My debugging efforts showed that this problem is likely related to the "fast_apply" optimisation Pandas uses when using apply().
As shown below, when using string values as grouping keys, the first value encountered overrides all the others. Removing either the diff call, the merge, or replacing "a" and "b" by numerical values all solve the issue, and give a correct (albeit obviously incomplete for my purpose) result.
Code
import pandas as pd
import numpy as np
bar = np.random.randint(0, 10, 4)
foo = ['a'] * 2 + ['b'] * 2
values = zip(foo, bar)
df = pd.DataFrame(values, columns=['foo', 'bar'])
print df
def try_diff_merge(df):
df['inf_bar'] = df.bar < 6
df['inf_bar_diff'] = df['inf_bar'].diff()
df_merge = df.groupby(['inf_bar']).count()
df_merge.drop(['inf_bar_diff'], axis=1, inplace=True)
df_merge = pd.merge(df, df_merge, how='left', right_index=True,
left_on=['inf_bar'])
return df_merge
df_group = df.groupby(['foo']).apply(try_diff_merge)
print df_group
Output
foo bar
0 a 2
1 a 0
2 b 6
3 b 8
foo_x bar_x inf_bar inf_bar_diff foo_y bar_y
0 a 2 True NaN 2 2
1 a 0 True False 2 2
2 a 6 False NaN 2 2
3 a 8 False False 2 2
Expected Output
foo bar
0 a 2
1 a 0
2 b 6
3 b 8
foo_x bar_x inf_bar inf_bar_diff foo_y bar_y
0 a 2 True NaN 2 2
1 a 0 True False 2 2
2 b 6 False NaN 2 2
3 b 8 False False 2 2
output of pd.show_versions()
INSTALLED VERSIONS
------------------
commit: None
python: 2.7.11.final.0
python-bits: 64
OS: Windows
OS-release: 7
machine: AMD64
processor: Intel64 Family 6 Model 61 Stepping 4, GenuineIntel
byteorder: little
LC_ALL: None
LANG: None
pandas: 0.18.0
nose: 1.3.7
pip: 8.1.1
setuptools: 20.3
Cython: 0.23.4
numpy: 1.10.4
scipy: 0.17.0
statsmodels: 0.6.1
xarray: None
IPython: 4.1.2
sphinx: 1.3.5
patsy: 0.4.0
dateutil: 2.5.1
pytz: 2016.2
blosc: None
bottleneck: 1.0.0
tables: 3.2.2
numexpr: 2.5
matplotlib: 1.5.1
openpyxl: 2.3.2
xlrd: 0.9.4
xlwt: 1.0.0
xlsxwriter: 0.8.4
lxml: 3.6.0
bs4: 4.4.1
html5lib: None
httplib2: None
apiclient: None
sqlalchemy: 1.0.12
pymysql: None
psycopg2: 2.6.1 (dt dec pq3 ext lo64)
jinja2: 2.8
boto: 2.39.0
None
Comment From: jreback
you are doing WAY WAY too much in a groupby. This is completely inefficient.
I get output like this which seems ok to me. (your expected and actual are the same)
In [43]: df_group
Out[43]:
foo_x bar_x inf_bar inf_bar_diff foo_y bar_y
0 a 9 False NaN 1 1
1 a 3 True True 1 1
2 a 9 False NaN 2 2
3 a 9 False False 2 2
Something like this is way more readable and way more efficient.
In [44]: df = pd.DataFrame(values, columns=['foo', 'bar'])
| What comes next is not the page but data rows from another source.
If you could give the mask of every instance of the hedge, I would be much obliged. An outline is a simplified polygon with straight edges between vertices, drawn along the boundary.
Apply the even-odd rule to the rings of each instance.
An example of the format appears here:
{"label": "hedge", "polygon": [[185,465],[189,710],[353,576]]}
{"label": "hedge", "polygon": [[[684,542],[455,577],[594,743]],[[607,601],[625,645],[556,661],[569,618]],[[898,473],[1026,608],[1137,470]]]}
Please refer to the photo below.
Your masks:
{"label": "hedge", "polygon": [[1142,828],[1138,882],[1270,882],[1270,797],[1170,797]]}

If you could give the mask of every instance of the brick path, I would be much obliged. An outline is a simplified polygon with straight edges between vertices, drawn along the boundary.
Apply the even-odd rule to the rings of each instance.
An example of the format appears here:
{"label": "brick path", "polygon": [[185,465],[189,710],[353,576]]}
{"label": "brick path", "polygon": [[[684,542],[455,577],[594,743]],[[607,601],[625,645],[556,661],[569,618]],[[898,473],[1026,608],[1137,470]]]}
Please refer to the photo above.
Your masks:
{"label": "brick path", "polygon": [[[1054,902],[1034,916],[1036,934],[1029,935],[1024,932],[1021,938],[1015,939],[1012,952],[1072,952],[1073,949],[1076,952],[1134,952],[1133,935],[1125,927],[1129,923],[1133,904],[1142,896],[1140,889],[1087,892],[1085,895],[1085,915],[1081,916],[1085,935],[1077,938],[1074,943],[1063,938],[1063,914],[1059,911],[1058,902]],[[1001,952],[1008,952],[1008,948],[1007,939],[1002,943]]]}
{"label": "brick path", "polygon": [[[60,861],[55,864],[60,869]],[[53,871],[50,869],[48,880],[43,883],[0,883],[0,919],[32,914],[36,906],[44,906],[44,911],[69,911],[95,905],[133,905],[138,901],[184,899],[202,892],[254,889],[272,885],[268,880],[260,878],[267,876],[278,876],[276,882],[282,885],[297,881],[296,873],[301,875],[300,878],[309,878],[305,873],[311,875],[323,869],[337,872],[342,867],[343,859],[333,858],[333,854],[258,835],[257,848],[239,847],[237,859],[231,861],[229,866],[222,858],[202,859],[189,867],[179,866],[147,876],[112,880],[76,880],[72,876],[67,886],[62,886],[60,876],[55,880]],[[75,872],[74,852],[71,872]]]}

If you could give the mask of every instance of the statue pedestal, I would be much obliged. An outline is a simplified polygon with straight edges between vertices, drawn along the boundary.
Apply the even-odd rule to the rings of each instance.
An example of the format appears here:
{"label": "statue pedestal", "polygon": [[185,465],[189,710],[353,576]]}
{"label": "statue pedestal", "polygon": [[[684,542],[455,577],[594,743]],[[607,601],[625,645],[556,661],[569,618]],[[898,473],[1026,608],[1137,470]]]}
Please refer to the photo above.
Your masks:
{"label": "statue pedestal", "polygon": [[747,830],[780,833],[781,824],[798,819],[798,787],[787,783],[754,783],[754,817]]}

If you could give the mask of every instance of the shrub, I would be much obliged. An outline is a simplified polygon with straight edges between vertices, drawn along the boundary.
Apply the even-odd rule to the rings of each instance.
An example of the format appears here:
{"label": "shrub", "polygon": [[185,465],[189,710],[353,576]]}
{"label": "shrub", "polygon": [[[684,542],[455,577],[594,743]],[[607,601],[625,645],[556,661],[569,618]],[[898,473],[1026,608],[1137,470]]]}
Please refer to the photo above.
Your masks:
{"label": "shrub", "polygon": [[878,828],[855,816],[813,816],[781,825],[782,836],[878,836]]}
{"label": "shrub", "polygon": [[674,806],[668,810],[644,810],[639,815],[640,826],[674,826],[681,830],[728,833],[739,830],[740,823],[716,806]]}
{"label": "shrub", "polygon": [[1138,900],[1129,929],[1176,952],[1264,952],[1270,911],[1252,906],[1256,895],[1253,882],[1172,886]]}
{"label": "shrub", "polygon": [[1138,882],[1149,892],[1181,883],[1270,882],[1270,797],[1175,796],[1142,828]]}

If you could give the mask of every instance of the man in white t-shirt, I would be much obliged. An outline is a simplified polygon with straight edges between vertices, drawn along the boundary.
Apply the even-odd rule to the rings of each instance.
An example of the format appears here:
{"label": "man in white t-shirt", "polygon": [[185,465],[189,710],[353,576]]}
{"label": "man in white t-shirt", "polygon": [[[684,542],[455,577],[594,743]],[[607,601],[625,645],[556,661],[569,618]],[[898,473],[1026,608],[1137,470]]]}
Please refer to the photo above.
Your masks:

In [45]: df['inf_bar'] = df['bar']<6
In [46]: df['inf_bar_diff'] = df.groupby('foo').inf_bar.diff()
In [50]: df['count'] = df.groupby('foo').inf_bar_diff.transform('count')
In [51]: df
Out[51]:
foo bar inf_bar inf_bar_diff count
0 a 9 False NaN 1
1 a 3 True True 1
2 b 9 False NaN 1
3 b 9 False False 1
Comment From: rmoutie
Thx for the answer but it does not really solve my issue. My expected and actual are different, columns foo_x are not the same ! My example is indeed very inefficient but it is a much more simplified version of my initial code. To finish with, your more readable and more efficient way is different from my expected output. Can you reopen the issue and have a deeper look ? Thx !
Comment From: jreback
@rmoutie This is not a bug. You are better off asking on SO.
Comment From: rmoutie
@jreback I don't agree. This simple example (even if not very efficient) shows a wrong behaviour of the apply function. The column foo_x should look like the expected one, and this is not the case ! The results of the method 'apply_frame_axis0' from the pandas.lib are not recombined accordingly to the argument: names, as already said, the first value of the names overrides all the other... If you don't take time to look deeper, who is going to do it on SO ?
Comment From: jreback
@rmoutie your example is way too complicated and doesn't even reproduce, so not sure what to tell you. You need a clear convincing example to show its a bug.